Last week saw the return of the bodies of the victims of disaster flight MH17. The contrast between the respectful ceremony at the airport and the way the bodies were handled by the separatists couldn’t have been greater.
Meanwhile, credit cards and mobile phones belonging to the victims are being used and if my ten-year experience of living in Russia is anything to go by any valuables, money or other belongings will never make it back.
Russians don’t respect the dead. It’s not in their genes. What fellow-feeling they had was beaten out of them by seventy destructive years of communism when nobody was allowed to speak out or stand out. Mourning was considered a useless emotion and remorse served no purpose.
What followed was a decade of coups, a devastating crisis and Vladimir Putin’s reign of terror. With Putin as leader Russia will remain a country in which the disadvantaged and those who are different don’t count. He created a culture in which a lack of emotion is seen as the ultimate strength.
I remember driving behind a truck in the dead of winter which stopped every so often to pick up the frozen bodies of alcoholics and homeless people. They were unceremoniously piled one on top of the other.

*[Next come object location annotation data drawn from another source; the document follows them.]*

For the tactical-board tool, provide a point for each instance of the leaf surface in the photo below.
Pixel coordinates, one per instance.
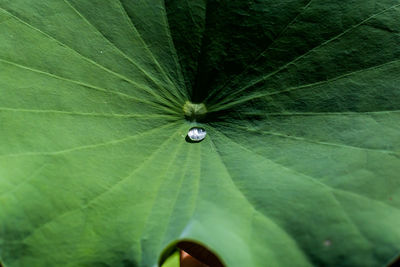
(300, 164)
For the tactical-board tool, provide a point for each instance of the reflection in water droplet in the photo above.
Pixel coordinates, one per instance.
(196, 134)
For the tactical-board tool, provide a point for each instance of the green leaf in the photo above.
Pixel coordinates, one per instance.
(301, 161)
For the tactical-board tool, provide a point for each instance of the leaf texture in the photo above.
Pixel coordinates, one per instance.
(300, 165)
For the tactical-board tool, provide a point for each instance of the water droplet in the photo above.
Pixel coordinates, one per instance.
(196, 134)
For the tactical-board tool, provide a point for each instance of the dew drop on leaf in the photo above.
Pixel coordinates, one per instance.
(196, 134)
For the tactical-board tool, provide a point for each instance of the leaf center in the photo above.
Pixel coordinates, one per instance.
(194, 112)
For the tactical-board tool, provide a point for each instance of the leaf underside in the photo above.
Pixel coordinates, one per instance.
(301, 161)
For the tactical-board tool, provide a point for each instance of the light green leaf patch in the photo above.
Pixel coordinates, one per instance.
(300, 100)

I would be in a car with other Russians and we would pass the scene of an accident. ‘They’re dead’ would be their only comment. Any display of pity from me was met with total incomprehension.

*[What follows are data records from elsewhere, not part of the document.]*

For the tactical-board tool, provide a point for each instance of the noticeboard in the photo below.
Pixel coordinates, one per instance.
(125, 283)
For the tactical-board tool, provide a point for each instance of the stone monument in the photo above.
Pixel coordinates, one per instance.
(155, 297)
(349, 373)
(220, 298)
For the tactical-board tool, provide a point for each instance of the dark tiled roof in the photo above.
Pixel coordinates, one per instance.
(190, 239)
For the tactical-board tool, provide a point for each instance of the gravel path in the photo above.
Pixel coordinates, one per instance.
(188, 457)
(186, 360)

Once I saw ambulance personnel kick a body to see if there was any life left and turn it over with their feet to have a better look. Meanwhile, a passer-by rifled through the victim’s car while the nurses lit up and spat on the ground before putting the body in the ambulance.
Of course not all Russians are emotionless. Many will have pitied the victims and cried, unobtrusively or behind closed doors. But they will never be in a position of power.
Believe me, none of the separatists felt any regret about what happened. It’s not in their genes.
Mourning and remorse are two words that go together in our culture. Russia doesn’t know the meaning of either. I’m proud of our country’s culture in which emotions are not a sign of weakness but of strength.
Annemarie van Gaal is head of AM Media and a writer and broadcaster.